A comparison is a judgment we make when we measure two or more people/things against each other. Comparisons, for example, can exist between you and others, for instance, “He’s way smarter than me” and “My body is so fat in comparison to hers.” Comparisons can also exist between ourselves and our ideas of what should happen, e.g., “I should be able to work harder,” “I should be better at socializing.”  Dissatisfaction and low self-esteem are the two characteristics that drive comparison: we want to be better, more perfect, more ideal, and excel over others. Furthermore, comparison also drives competition: we use other people and our ideals as a yardstick of success.

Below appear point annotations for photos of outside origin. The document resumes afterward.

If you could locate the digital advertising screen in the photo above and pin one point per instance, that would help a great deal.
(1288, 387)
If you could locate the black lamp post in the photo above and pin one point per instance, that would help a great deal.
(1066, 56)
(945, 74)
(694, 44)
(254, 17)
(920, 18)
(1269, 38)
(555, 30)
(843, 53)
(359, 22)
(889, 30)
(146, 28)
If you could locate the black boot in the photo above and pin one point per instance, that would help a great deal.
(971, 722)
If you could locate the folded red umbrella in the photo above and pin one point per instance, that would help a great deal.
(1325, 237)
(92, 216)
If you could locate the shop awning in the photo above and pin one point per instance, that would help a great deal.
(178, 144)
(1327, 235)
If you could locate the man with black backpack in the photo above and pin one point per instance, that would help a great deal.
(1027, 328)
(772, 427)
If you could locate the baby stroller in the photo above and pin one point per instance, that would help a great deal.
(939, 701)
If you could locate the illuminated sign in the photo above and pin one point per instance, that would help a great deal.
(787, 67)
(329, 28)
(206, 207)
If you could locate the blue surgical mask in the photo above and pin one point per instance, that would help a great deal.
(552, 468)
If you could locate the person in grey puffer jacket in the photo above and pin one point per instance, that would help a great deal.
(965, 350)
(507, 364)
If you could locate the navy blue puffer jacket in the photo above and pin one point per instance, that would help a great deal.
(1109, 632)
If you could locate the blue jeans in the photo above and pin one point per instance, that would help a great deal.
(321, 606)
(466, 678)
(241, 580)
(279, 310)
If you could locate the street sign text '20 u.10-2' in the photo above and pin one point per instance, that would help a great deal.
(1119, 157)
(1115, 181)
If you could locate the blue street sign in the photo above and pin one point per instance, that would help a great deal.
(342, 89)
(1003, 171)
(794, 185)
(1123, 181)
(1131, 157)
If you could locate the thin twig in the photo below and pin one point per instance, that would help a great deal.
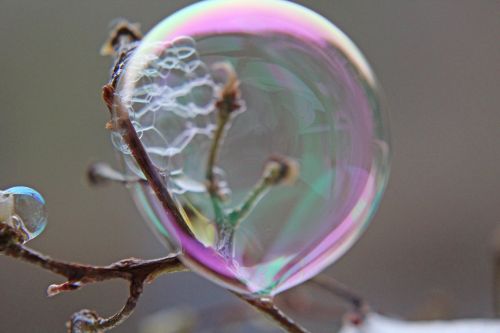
(136, 271)
(338, 289)
(267, 307)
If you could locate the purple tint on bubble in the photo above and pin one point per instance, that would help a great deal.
(309, 95)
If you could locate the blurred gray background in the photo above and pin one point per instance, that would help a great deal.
(438, 62)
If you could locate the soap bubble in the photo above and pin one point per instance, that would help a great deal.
(307, 94)
(24, 209)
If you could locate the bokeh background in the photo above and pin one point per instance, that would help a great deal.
(429, 246)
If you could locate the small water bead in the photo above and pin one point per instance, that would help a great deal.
(308, 94)
(24, 209)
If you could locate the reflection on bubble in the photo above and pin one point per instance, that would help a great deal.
(24, 209)
(308, 95)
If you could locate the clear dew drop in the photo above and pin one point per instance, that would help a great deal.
(24, 209)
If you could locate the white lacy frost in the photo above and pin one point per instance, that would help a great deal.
(375, 323)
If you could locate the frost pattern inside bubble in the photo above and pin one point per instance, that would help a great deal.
(171, 106)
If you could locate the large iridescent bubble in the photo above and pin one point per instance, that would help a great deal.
(307, 94)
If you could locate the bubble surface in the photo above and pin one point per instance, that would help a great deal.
(24, 209)
(307, 94)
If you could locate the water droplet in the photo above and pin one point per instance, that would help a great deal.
(24, 209)
(307, 94)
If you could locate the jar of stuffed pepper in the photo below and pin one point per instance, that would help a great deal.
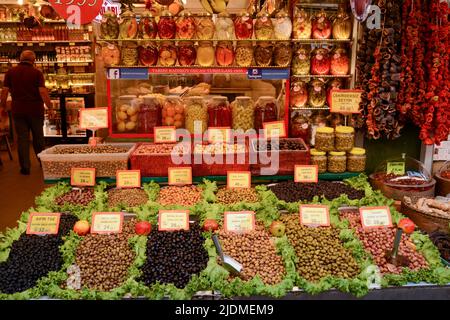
(266, 110)
(356, 160)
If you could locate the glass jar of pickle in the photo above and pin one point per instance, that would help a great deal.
(186, 53)
(129, 54)
(167, 54)
(219, 112)
(324, 139)
(263, 54)
(356, 160)
(167, 28)
(224, 27)
(264, 27)
(173, 112)
(301, 61)
(224, 53)
(243, 113)
(345, 138)
(205, 54)
(128, 28)
(204, 27)
(282, 26)
(243, 26)
(148, 28)
(109, 27)
(185, 26)
(266, 110)
(319, 158)
(196, 111)
(282, 54)
(244, 54)
(317, 94)
(337, 162)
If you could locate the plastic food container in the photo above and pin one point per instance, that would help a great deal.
(56, 166)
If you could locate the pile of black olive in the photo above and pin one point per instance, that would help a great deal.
(173, 257)
(290, 191)
(33, 257)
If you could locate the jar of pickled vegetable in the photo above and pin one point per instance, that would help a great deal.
(244, 53)
(128, 28)
(224, 27)
(224, 53)
(345, 138)
(173, 112)
(205, 54)
(356, 160)
(266, 110)
(301, 61)
(243, 26)
(264, 27)
(282, 54)
(196, 111)
(186, 53)
(149, 115)
(204, 27)
(148, 28)
(319, 158)
(337, 162)
(167, 28)
(185, 26)
(263, 54)
(317, 95)
(302, 25)
(243, 113)
(167, 54)
(282, 26)
(324, 139)
(219, 112)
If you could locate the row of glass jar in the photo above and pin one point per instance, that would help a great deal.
(339, 161)
(141, 115)
(224, 54)
(320, 61)
(202, 27)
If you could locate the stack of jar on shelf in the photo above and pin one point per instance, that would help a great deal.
(342, 154)
(141, 114)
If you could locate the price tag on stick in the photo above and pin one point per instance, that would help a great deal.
(43, 223)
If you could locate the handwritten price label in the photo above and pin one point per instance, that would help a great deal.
(307, 173)
(128, 178)
(314, 215)
(173, 220)
(239, 179)
(43, 223)
(239, 222)
(107, 222)
(82, 177)
(375, 217)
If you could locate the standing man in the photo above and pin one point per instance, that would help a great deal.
(28, 93)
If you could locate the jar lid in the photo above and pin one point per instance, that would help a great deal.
(344, 129)
(358, 151)
(337, 153)
(325, 130)
(316, 152)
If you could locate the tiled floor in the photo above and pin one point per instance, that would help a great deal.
(17, 192)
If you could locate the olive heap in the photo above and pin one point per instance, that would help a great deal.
(256, 252)
(76, 197)
(33, 257)
(290, 191)
(379, 240)
(104, 259)
(173, 257)
(319, 250)
(128, 197)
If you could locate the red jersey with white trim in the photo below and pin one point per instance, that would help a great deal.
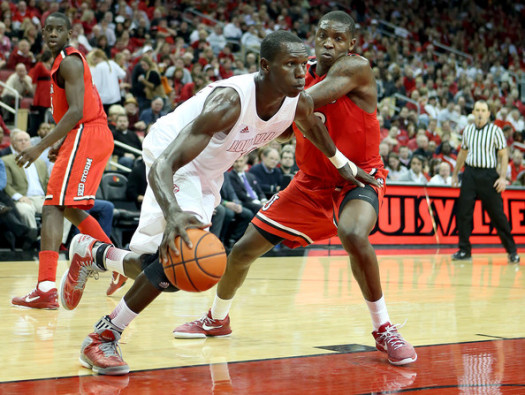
(93, 109)
(354, 131)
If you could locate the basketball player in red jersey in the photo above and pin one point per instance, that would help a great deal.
(82, 143)
(345, 96)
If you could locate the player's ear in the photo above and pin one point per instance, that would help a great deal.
(264, 65)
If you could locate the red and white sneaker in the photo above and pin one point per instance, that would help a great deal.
(100, 351)
(81, 268)
(390, 341)
(117, 282)
(38, 299)
(205, 326)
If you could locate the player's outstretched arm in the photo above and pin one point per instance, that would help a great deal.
(347, 74)
(221, 111)
(314, 130)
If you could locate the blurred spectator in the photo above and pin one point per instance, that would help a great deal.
(128, 137)
(41, 77)
(267, 173)
(5, 41)
(423, 147)
(149, 116)
(21, 54)
(20, 82)
(443, 177)
(42, 132)
(132, 111)
(113, 112)
(216, 39)
(106, 77)
(236, 218)
(246, 186)
(415, 173)
(396, 171)
(404, 155)
(137, 183)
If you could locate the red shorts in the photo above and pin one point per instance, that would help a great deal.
(306, 211)
(79, 167)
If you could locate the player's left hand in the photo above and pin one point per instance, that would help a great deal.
(360, 179)
(500, 184)
(28, 156)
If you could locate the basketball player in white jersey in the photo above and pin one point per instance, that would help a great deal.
(186, 154)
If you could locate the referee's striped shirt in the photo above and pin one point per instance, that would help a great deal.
(482, 145)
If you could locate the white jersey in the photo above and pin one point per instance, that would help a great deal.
(250, 131)
(197, 185)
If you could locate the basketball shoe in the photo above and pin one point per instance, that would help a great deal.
(390, 341)
(205, 326)
(81, 268)
(100, 351)
(117, 282)
(38, 299)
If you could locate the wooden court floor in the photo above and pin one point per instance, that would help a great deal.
(300, 326)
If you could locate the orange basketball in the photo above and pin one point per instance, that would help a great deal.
(199, 268)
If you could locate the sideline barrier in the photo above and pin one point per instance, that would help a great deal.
(419, 215)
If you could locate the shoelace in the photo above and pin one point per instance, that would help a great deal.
(111, 349)
(392, 336)
(83, 275)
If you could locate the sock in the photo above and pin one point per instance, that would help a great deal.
(122, 315)
(378, 312)
(99, 251)
(46, 286)
(220, 308)
(114, 259)
(47, 268)
(90, 226)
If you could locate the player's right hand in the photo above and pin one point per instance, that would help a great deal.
(360, 179)
(176, 225)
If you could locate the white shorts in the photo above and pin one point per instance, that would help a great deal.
(188, 189)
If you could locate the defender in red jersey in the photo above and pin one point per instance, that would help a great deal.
(81, 145)
(317, 203)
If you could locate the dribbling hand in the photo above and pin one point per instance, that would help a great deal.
(176, 225)
(360, 179)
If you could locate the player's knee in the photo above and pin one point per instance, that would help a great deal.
(352, 238)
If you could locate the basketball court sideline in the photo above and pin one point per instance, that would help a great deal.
(299, 326)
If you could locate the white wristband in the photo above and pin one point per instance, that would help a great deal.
(339, 160)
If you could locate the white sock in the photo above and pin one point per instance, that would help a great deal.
(114, 259)
(220, 308)
(378, 312)
(46, 286)
(122, 315)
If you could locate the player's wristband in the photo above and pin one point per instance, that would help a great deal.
(339, 160)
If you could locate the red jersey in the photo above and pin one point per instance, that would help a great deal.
(93, 109)
(354, 131)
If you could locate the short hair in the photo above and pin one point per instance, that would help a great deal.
(60, 16)
(272, 43)
(342, 17)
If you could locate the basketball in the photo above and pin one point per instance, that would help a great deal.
(199, 268)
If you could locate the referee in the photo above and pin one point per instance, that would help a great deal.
(481, 141)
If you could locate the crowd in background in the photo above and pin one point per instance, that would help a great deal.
(431, 64)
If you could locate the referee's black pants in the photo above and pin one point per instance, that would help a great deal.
(476, 183)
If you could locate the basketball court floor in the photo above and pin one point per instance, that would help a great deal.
(300, 326)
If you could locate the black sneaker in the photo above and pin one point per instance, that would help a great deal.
(514, 258)
(461, 256)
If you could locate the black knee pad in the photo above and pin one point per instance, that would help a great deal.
(154, 272)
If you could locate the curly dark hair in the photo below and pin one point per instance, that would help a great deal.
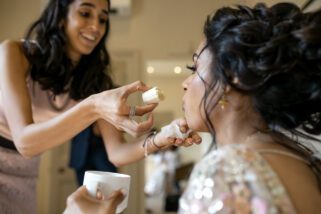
(50, 66)
(272, 54)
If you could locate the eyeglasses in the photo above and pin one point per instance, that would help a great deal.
(195, 57)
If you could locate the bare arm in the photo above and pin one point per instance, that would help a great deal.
(33, 138)
(122, 153)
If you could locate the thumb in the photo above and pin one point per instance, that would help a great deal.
(116, 198)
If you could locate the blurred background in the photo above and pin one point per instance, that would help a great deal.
(152, 41)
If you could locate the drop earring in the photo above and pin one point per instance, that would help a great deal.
(223, 102)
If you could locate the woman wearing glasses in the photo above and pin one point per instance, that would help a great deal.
(256, 87)
(54, 84)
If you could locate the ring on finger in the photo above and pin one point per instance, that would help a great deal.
(132, 111)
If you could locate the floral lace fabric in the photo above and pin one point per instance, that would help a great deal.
(234, 179)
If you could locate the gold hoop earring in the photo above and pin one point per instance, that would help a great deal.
(223, 102)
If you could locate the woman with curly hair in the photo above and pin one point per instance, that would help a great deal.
(54, 84)
(256, 87)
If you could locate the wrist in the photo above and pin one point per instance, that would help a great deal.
(90, 105)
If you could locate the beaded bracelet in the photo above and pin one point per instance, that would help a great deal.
(145, 144)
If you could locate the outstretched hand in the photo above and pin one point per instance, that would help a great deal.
(182, 136)
(112, 106)
(80, 202)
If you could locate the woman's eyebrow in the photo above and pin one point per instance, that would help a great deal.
(88, 4)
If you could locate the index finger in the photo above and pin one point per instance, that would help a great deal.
(134, 87)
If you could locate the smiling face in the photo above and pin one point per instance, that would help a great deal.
(85, 26)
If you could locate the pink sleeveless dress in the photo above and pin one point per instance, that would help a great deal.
(18, 175)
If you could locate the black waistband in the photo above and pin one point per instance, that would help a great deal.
(8, 144)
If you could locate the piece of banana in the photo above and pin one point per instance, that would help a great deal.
(153, 95)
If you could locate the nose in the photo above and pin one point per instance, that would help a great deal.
(94, 25)
(185, 83)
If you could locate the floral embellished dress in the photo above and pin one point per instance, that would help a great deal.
(234, 179)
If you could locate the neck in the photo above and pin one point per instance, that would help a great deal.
(238, 127)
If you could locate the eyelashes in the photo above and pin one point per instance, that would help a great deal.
(192, 68)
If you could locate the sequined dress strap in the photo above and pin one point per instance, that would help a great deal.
(269, 177)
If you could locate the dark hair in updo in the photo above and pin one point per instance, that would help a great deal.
(273, 54)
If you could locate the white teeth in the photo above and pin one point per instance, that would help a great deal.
(89, 37)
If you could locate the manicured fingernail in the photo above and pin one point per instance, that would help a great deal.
(123, 191)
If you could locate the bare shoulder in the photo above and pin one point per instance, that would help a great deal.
(12, 56)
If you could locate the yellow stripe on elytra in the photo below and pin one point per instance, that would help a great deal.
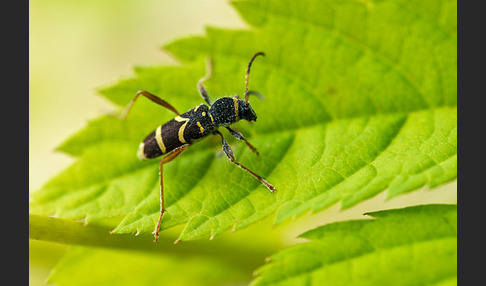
(200, 127)
(236, 107)
(141, 151)
(181, 119)
(181, 129)
(158, 137)
(181, 132)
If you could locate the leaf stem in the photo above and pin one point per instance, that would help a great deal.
(76, 233)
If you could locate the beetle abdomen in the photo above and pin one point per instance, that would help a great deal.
(180, 131)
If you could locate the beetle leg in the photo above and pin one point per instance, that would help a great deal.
(153, 98)
(229, 153)
(171, 156)
(239, 136)
(200, 86)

Why it’s harmful:  Comparison breed tremendous jealousy and envy resulting in anger, pain, and frustration. These angst-ridden emotions put a large strain on our relationships with others and frequently destroy friendships, family connections, and romantic partnerships.

Strict Expectations::

To expect is to have the preconceived idea that something should happen or will happen. Expectations are usually created by the mind that likes to possess control – even over future outcomes. When an expectation is challenged or not met, the result is anxiety, inner turmoil, and anger/rage. For instance, if you unconsciously expect your boss to treat you nicely, and are let down by their arrogance, you feel upset and filled with anger. Expectations stem from misguided certainty, and this is a symptom of security-seeking behavior. You can also create expectations for yourself, for instance, you may unconsciously think “I will blush and start to stutter,” and immediately … you do!

Why it’s harmful:  Expecting certain behaviors from others usually results in disappointment, confusion, frustration, and anger – and this causes strain on our relationships. Furthermore, setting high expectations for yourself also results in suffering as you are, after all, human and imperfect. Expectations can also become self-fulfilling prophecies: they manipulate the outcome of a situation by predetermining whether it will be good or bad. For example, if you expect to be anxious, 99.9% of the time you will be. This can have an immensely negative impact on your life when your mind is already biased against you.

 Suppression::

All too often we live with the inner tension of conflicting desires that we fear will be socially unacceptable. Let’s say you want to laugh loudly and freely, but you know others will look at you strangely, so you suppress that authentic self-expression. Or perhaps you like a movie or a song that you know your friends don’t like, so you bury that desire away and forget about it.

While suppression can be helpful in some situations (like taking care of small, demanding children), it can be toxic when done regularly. Suppression doesn’t make a feeling, impulse, or thought within you go away. In fact, it can make it build inside like a pool of lava that is ready to explode at any point in the future.

Why it’s harmful: Suppression is a major obstacle in self-growth and living a fulfilling life because it results in an inability to be authentic to yourself (which is the key element in self-love). The more you suppress within yourself, the more you have to adopt a false persona or mask to deal with the outer world. The more you wear this mask, the phonier you feel, and an increasing level of disconnection from your Soul occurs.